Así iniciaron los villancicos interpretados por la dulce voz de una pequeña niña acompañada por un coro, luego se sucedieron los cantantes solistas con sabrosas interpretaciones de los clásicos que por años oíamos en silencio en nuestras casas clausuradas. Algunas personas lloraban de emoción, los niños bailaban y tarareaban las canciones, como si recibieran por vez primera el influjo navideño. Lo mejor quedó para el final, cuando ya el sol se había ocultado. Una representación musical del nacimiento del niño Jesús, todos los actores caracterizados, con animales de granja reales, que no había notado hasta el momento que entraron a escena. La gente maravillada aplaudía, silbaba, algunos gritaban ¡Viva la navidad! Entonces la maestra de ceremonias anunció el momento culmine, el encendido del árbol de navidad.

Hubo cuenta regresiva masiva a viva voz, la alcaldesa estaba con el interruptor en las manos y cuando se dio paso del uno al cero, su dedo presionó el botón y una pequeña explosión que en un principio provocó que muchos gritaran espantados dio paso a la contemplación de un árbol sublime.

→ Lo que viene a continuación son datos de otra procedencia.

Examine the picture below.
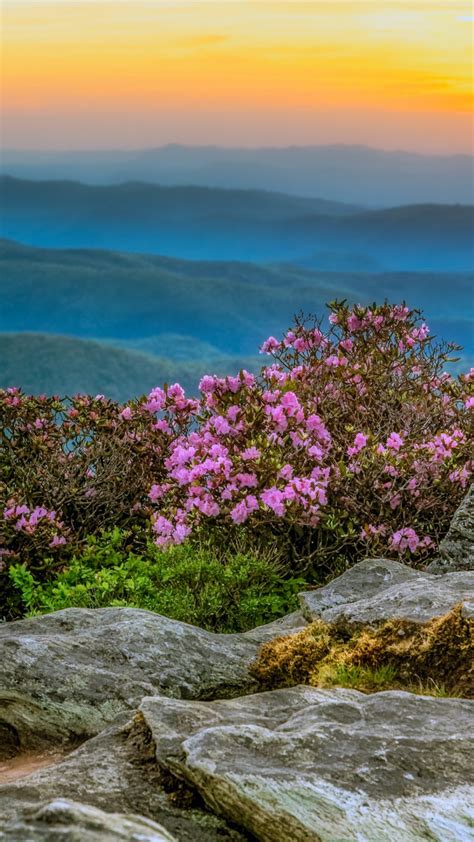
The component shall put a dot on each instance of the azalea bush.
(353, 440)
(71, 468)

Así, embobados estuvimos algunos segundos, hasta que desde una de las guirnaldas de luces vino bajando una llama, como si de una mecha de pólvora se tratara, a medida que avanzaba, los pequeños focos reventaban, todos estábamos atónitos ante la serie de descargas sonoras y la comprobación de que el fuego que se arrastraba llegaría hasta el árbol de navidad. Y así fue, el haz de llama bajó en espiral hasta la base de la imitación arbórea y unas chispas ruidosas iniciaron el fuego desde la base y el árbol ardió rápidamente. Nadie se movió, estábamos atónitos, superados por la belleza destructiva del fuego. En ese instante, todos los que vestían elementos de santa me fueron pasando por la retina como sospechosos y creo que otros ciudadanos sintieron lo mismo. Antes de que pudiéramos actuar contra los pascueros o sacarnos de encima la sensación de tragedia, la sirena del carro bomba se dejó oír a la distancia, las personas aplaudieron porque entendían que los bomberos apagarían el fuego, los niños celebraron pues de seguro ahí también vendrían sus regalos y Papá Noel.

Los primeros se equivocaron, los niños no. El camión jamás disminuyó su velocidad e ingresó a la plaza, a su explanada atropellando y matando a todos quienes estuvieran delante. Jamás podré sacarme esos gritos de los oídos, no sé si fueron balazos o explosiones de las cajas de regalos ficticias las que resonaron, pero lo cierto es que, el camión llegó hasta el árbol en llamas y levemente lo tocó, lo suficiente como para que la pira se tambaleara y fuera a caer sobre el camión y los regalos que sobre él traía, el incendio se traspasó al camión. De la cabina, un horrible hombre ataviado como Santa Claus emergió sonriente, con la típica sonrisa del santa comercial, su ¡jo jo jo! llenaba el ambiente por sobre el crepitar del fuego.

El pascuero tomó una de las mangueras, la extendió y está se hinchó dando paso a un líquido que aportó más fuego al ya existente, sin dejar de reír bañaba con fuego a la multitud en su huida. Todos corrimos despavoridos, atropellándonos, las personas incendiadas gritaban enloquecidas y algunos contagiaban fuego en su carrera.

Nosotros fuimos de los pocos afortunados que escapamos sin quemaduras. Al llegar a nuestra casa el árbol de pascua y sus ridículas luces, como si se tratara de una grotesca broma, comenzaba a arder. Al apagarlo nos fuimos a dormir todos en la misma habitación, encerrados bajo llave y respirando el denso olor a carne quemada que se mantuvo por días en el pueblo, aunque por más tiempo se mantendrá la imagen de aquel pascuero desquiciado disfrutando al incendiarnos y con ello, aniquilando nuestros sueños.